Investing as a Limited Partner - What to Know?

by Christopher Levarek

“Knowledge is not power, it is only potential. Applying that knowledge is power. Understanding why and when to apply that knowledge is wisdom!”

- Takeda Shingen


real estate knowledge

Investing into real estate can be different for the average W-2 earner then what they are used to. Traditionally most W-2 investors only understand or know investing through the use of stocks, bonds mutual funds, index funds or simply letting their “retirement plan” do the investing for them. However, an alternative to such investments is the path of investing into “syndications”. If you are new to the term syndication check out our blog here on the subject in depth.

These syndications, a partnering of people and resources to buy real estate, are in general similar frameworks to existing companies/stock holders found on the Stock Exchange. Syndications are composed of General Partners (managers) and Limited Partners (investors). Limited Partners invest into the syndication for ownership, returns, tax benefits and the General Partners manage the investment to deliver upon the business plan of the syndication.

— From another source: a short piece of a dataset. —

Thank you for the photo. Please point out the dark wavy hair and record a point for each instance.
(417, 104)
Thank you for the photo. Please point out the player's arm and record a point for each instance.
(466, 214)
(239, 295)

Ok, so what should a limited partner be aware of? What is important to understand for investing into a syndication? Why would anyone invest into a syndication?

Not all Syndications are Created Equal

Asset Class

A syndication can be done on multiple types of real estate assets whether apartments, mobile home parks, self-storage, senior-housing, student-housing, development, etc. Assets vary but the principal is the same and that is to purchase a real estate asset with investor and general partners capital/work to deliver a return/benefit.

real estate syndication

However, the asset class of the investment is very important to understand for the investor. Investing into a “new development” project might not yield any kind of return for the first year. Why? It is fairly obvious that if the property is not yet built, it can’t really collect rents and therefore can’t pay investors as easily. So asset type of the syndication is important to know for an LP and the overall pros/cons of the business model of said asset should be understood.

Syndication Legal Entity

Syndications are typically completed using something called Rule 506 Regulation D Exemptions. In brief, companies usually have to register as a “seller of securities” and pay large fees to be able to raise capital for investments but these exemptions allow smaller enterprises the ability to raise capital without such costly/lengthy requirements.

However for the LP, it is important to note which type of entity is being created for their syndication. The 506B and 506C are most common and have implications to the LP. In general, a 506B allows 35 non-accredited investors where as a 506C must be all accredited investors. Depending where the LP is positioned financially will determine if the syndication is a good fit or if they qualify. See our blog post on what the qualifications are.

tax benefits

Tax Liability & Benefits

Many investors turn to real estate for the amazing tax advantages available with these investments. The tax code encourages investments into real estate because this in turn helps the government and economy overall, read Tax-Free Wealth by Tom Wheelwright to understand this.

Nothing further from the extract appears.